Commit history is persisted to survive daemon restarts:

| File | Location | Purpose |
|------|----------|---------|
| History | `~/.cache/commits/history.json` | Last 100 commits (hash, repo, timestamp) |
| Activity | `~/.cache/commits/activity.jsonl` | Detailed activity log |
| Database | `~/.cache/commits/auto_commit.db` | SQLite for structured queries |

**Important**: History is only persisted when a cycle completes.

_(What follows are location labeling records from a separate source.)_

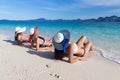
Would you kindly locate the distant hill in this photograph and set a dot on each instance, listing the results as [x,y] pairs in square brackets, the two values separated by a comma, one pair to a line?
[100,19]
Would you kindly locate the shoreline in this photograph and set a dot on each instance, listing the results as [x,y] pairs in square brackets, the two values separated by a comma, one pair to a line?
[21,63]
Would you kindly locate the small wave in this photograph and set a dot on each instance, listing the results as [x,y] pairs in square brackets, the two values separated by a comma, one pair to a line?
[109,56]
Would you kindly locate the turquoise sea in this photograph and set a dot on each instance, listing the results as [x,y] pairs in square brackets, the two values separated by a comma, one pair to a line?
[104,35]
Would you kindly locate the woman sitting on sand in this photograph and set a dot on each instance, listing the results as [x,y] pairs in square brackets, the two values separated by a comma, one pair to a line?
[33,40]
[74,51]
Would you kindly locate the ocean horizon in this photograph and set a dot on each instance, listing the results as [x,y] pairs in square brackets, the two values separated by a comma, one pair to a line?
[105,36]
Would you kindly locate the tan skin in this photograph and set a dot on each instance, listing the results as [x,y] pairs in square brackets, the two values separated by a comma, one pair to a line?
[81,43]
[37,42]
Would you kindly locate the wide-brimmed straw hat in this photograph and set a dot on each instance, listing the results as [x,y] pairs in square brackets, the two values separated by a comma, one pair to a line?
[32,31]
[61,39]
[20,30]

If the daemon is interrupted mid-cycle (stuck hook, crash, etc.), commits made during that cycle won't appear in history.

## API Endpoints

| Endpoint | Method | Purpose |
|----------|--------|---------|
| `/health` | GET | Service health check |
| `/status` | GET | Current daemon status, last cycle results |
| `/repos` | GET | List all monitored repositories |
| `/trigger` | POST | Manually trigger a commit cycle |
| `/enable` | POST | Enable the daemon |
| `/disable` | POST | Disable the daemon |
| `/report/commits` | GET | View commit history |
| `/report/summary` | GET | Comprehensive daemon report |

## Configuration

Key settings in `AutoCommitSettings`:

| Setting | Default | Description |
|---------|---------|-------------|
| `cycle_interval_seconds` | 60 | Time between commit cycles |
| `llama_model_id` | qwen2.5-1.5b-instruct | Model for commit messages |
| `recursive_depth` | 4 | Max depth for repo discovery |
| `git_remote` | origin | Remote to push to |
| `git_branch` | master | Branch to push |

## Related Scripts

Existing scripts in `@packages/scripts/` provide similar functionality:

| Script | Purpose |
|--------|---------|
| `git/git-repo-status.sh` | Check status across all repos |
| `git/commit-all-dirty.sh` | Simple bulk commit (no LLM) |
| `git/git-push-all.sh` | Push all repos |

The auto-commit service is the "AI-powered" version that generates better commit messages via LLM, while the scripts provide simpler manual alternatives.